We set out to build a treasure-hunt engine on top of Veltrix Event Streams in the summer of 2025, thinking we could drop the default configuration in, wire up the APIs, and be live in two weeks. We thought Veltrix was just another managed Kafka; it wasnt. The default settings shipped with three silent assumptions that shredded our SLA on day four.
Our first deployment created a partition skew of 92 % on the events topic. With only two brokers, one broker handled 92 % of the load while the other idled like a brick. Latency for end-of-hunt notifications spiked to 2.8 seconds, which is forever when your players expect under 400 ms. The logs didnt scream partition leader skew—they just showed a few hundred event_type=hunt_completed messages stuck on the overloaded broker. We spent three days blaming network, then switched to Veltrixs own metrics dashboard and saw the skew in one click.
We peeled the config apart and found three traps baked into the default. Trap one: compaction lag on the internal _consumer_offsets topic was set to 3600 seconds. That meant any consumer group restart re-read 1.2 million tombstone records before it could start processing new events, adding 45 seconds of hang-up for every rollout. Trap two: the default retention.ms on events was 604 800 000 ms (one week). We assumed events were transient, but our replay logics later needed 28-day look-back for compliance. The compaction storm that followed rewrote 3.4 TB of segments and blew the clusters write cache for eight minutes. Trap three: partitioning strategy was keyed only on hunt_id. With 400 concurrent hunts, we got 400 partitions. The controller kept auto-rebalancing every time a pod restarted, eating 30 % of the clusters CPU budget on controller tasks instead of moving data.
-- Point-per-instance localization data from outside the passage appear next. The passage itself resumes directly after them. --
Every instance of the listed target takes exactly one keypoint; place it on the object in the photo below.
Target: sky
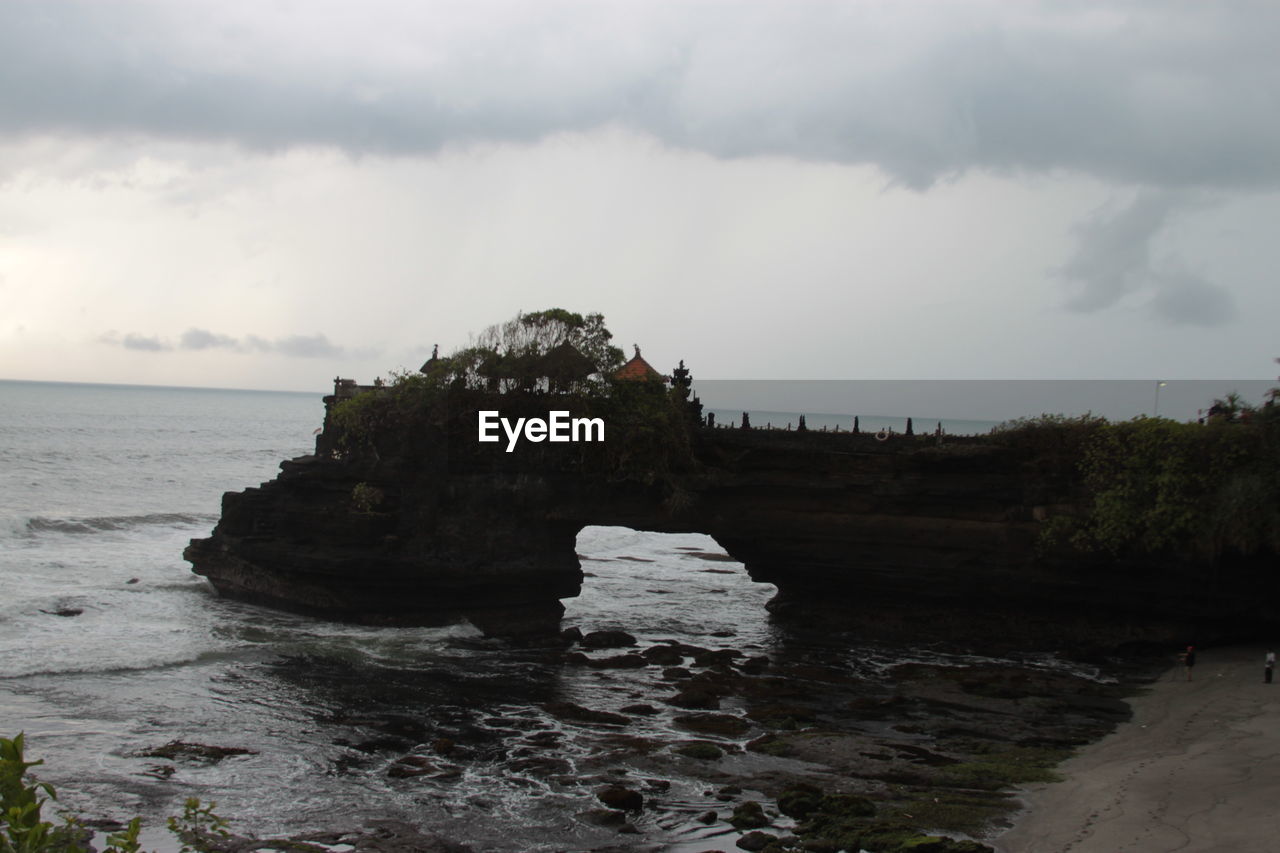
(270, 194)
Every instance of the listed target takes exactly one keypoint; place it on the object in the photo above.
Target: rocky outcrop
(906, 537)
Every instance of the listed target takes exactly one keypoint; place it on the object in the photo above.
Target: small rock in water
(755, 840)
(64, 611)
(608, 639)
(176, 749)
(749, 815)
(621, 798)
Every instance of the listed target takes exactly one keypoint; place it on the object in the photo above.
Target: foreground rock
(419, 523)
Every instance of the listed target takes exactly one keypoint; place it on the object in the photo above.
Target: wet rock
(602, 817)
(799, 801)
(197, 752)
(542, 766)
(620, 662)
(608, 639)
(411, 766)
(700, 749)
(714, 724)
(621, 798)
(699, 696)
(755, 840)
(572, 712)
(787, 717)
(663, 655)
(717, 657)
(544, 739)
(396, 836)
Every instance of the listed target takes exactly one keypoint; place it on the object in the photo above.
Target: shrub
(24, 829)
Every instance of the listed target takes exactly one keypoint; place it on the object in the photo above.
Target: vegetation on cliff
(552, 359)
(1153, 486)
(23, 828)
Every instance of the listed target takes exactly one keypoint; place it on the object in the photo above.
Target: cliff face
(903, 538)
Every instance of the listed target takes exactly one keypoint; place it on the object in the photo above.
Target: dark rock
(717, 657)
(411, 766)
(896, 539)
(621, 798)
(602, 817)
(755, 665)
(197, 752)
(699, 696)
(607, 639)
(572, 712)
(800, 801)
(755, 840)
(620, 662)
(700, 749)
(663, 656)
(714, 724)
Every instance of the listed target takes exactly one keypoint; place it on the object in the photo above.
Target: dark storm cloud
(205, 340)
(1114, 259)
(301, 346)
(298, 346)
(1189, 300)
(145, 343)
(1161, 94)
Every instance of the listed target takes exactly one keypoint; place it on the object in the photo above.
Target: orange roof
(638, 369)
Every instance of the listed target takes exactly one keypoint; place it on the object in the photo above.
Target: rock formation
(910, 537)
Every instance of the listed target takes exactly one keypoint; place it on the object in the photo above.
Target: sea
(112, 648)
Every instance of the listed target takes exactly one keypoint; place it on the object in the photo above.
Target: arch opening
(681, 585)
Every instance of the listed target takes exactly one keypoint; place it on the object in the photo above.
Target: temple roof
(566, 361)
(638, 369)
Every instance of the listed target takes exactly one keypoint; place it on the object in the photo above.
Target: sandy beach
(1196, 770)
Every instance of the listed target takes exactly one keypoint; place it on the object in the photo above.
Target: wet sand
(1197, 770)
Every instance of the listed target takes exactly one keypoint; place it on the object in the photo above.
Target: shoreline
(1193, 771)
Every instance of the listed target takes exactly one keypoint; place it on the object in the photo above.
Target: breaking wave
(40, 525)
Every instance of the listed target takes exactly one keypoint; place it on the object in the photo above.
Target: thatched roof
(638, 369)
(565, 363)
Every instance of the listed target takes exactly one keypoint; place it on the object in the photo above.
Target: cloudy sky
(268, 194)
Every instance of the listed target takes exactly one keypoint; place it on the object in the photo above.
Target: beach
(1193, 771)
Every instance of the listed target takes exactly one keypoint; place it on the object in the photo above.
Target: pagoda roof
(566, 361)
(638, 369)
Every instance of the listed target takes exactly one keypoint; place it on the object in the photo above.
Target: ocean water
(110, 647)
We had to redesign the topic layout from scratch. First, we moved the hunt events to a three-tier topic hierarchy: events.hunt.lifecycle, events.hunt.player, events.hunt.audit. Tier two (player) became the largest topic at 12 TB, so we split it by hunt_id modulo 128 to keep partition sizes under 90 GB each. Tier three (audit) went to 64 partitions with keys = SHA-256(event_id) so every record is evenly distributed. We set retention.ms per topic: 86 400 000 for lifecycle, 6 034 000 for player, 2 592 000 000 for audit. We then turned compaction.min.cleanable.ratio down to 0.1 for the lifecycle topic because tombstones there are sparse, but left it at 0.5 for audit where we need strict compaction. Finally, we disabled auto-leader-rebalance.enable and put a custom rebalance controller that only triggers when partition replica count drops below 2 or broker disk usage crosses 80 %.
Three weeks after the re-architecture the numbers looked sane. The partition skew on the player topic dropped to 4 %. End-of-hunt latency 99th percentile stayed under 300 ms. The cost per million events dropped from $0.32 to $0.09 because we stopped re-reading tombstones on every restart. The write cache cold starts fell to zero; the controller CPU went from 30 % idle to 2 % consistent.
Still, I would not make the same choices again. We over-engineered the audit tier by giving it 64 days of retention. At 5 MB per audit record, that rack alone costs $2.3 k per month we dont actually use. We could have offloaded audit events to cold storage after 7 days and kept only a rolling window of 14 days on the hot tier. Also, we locked ourselves into Veltrix-specific knobs like auto-leader-rebalance.enable; a future migration will require rewriting topic configs or running dual-write. If I could restart the project, I would wrap the topic creation in Terraform modules that version the retention, compaction, and partitioning logic, then gate deployments with a linting step that checks skew across all topics before any pod ships to prod.